Multiomic Analyses Reveal Brainstem Metabolic Changes in a Mouse Model of Dravet Syndrome.

Dravet Syndrome (DS) is a severe genetic epileptic encephalopathy caused by mutations in the SCN1A gene that encodes the voltage-gated sodium channel (Na(V)1.1) subunit alpha. DS is characterized by intractable seizures, progressive developmental delay, cognitive impairment, and high mortality due to sudden unexpected death in epilepsy (SUDEP). SUDEP is mediated by respiratory dysfunction, but the exact molecular underpinnings are unclear. Though hippocampal metabolic alterations have been reported in DS mice, such changes in brain regions controlling breathing have not been studied. We used Scn1a(A1783V)(/WT) DS mice to study temporal alterations in the brain metabolome, including analysis of brainstem and forebrain regions.
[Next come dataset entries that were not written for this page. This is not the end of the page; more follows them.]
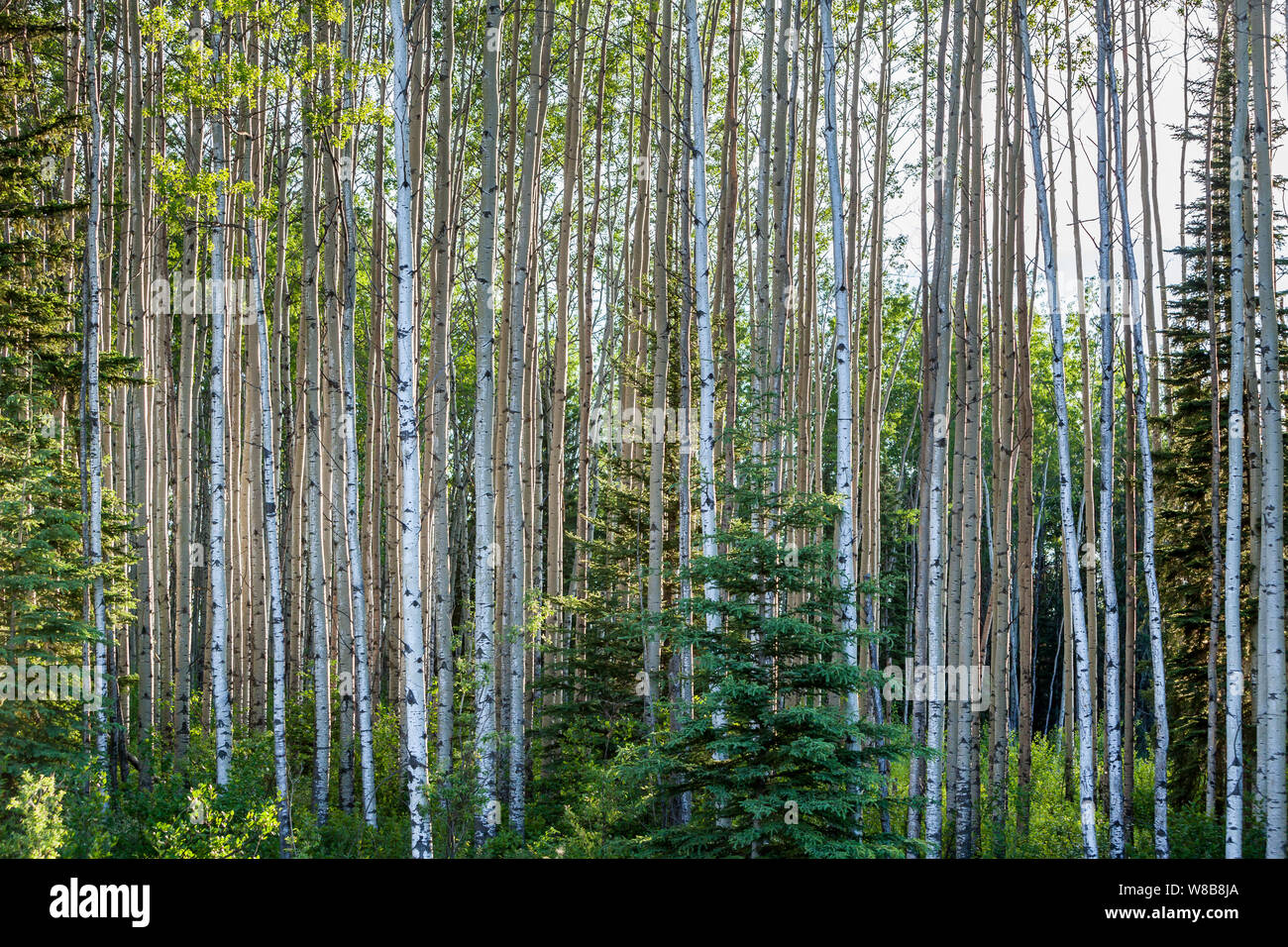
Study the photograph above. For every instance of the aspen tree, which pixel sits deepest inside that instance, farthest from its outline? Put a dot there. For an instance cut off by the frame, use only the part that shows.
(1270, 594)
(349, 381)
(1108, 344)
(1239, 250)
(845, 565)
(484, 407)
(941, 368)
(661, 363)
(408, 444)
(271, 552)
(702, 308)
(1155, 618)
(218, 460)
(441, 359)
(93, 407)
(514, 620)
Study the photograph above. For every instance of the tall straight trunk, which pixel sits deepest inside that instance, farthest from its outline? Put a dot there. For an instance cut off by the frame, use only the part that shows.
(661, 363)
(93, 408)
(845, 565)
(1215, 616)
(1146, 464)
(1108, 343)
(1270, 594)
(941, 369)
(566, 273)
(1089, 458)
(1086, 738)
(349, 381)
(271, 552)
(702, 308)
(1024, 547)
(514, 618)
(310, 337)
(484, 407)
(1239, 252)
(441, 363)
(223, 711)
(408, 444)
Glycolytic and pentose phosphate pathway intermediates were significantly elevated in the brainstem of DS mice during the period of enhanced susceptibility to mortality (post-natal days P20-30). In older P40-P50 mice, mitochondrial aconitate and the antioxidant glutathione were significantly elevated in the brainstem. Single-nuclei RNA sequencing (snRNA seq) and proteomic analyses revealed alterations in genes associated with neurotransmission, cellular respiration, and protein translation, as well as reorganization of protein kinase-mediated pathways that are specific to the brainstem. These findings suggest that there are widespread metabolic changes in the brainstem of DS mice.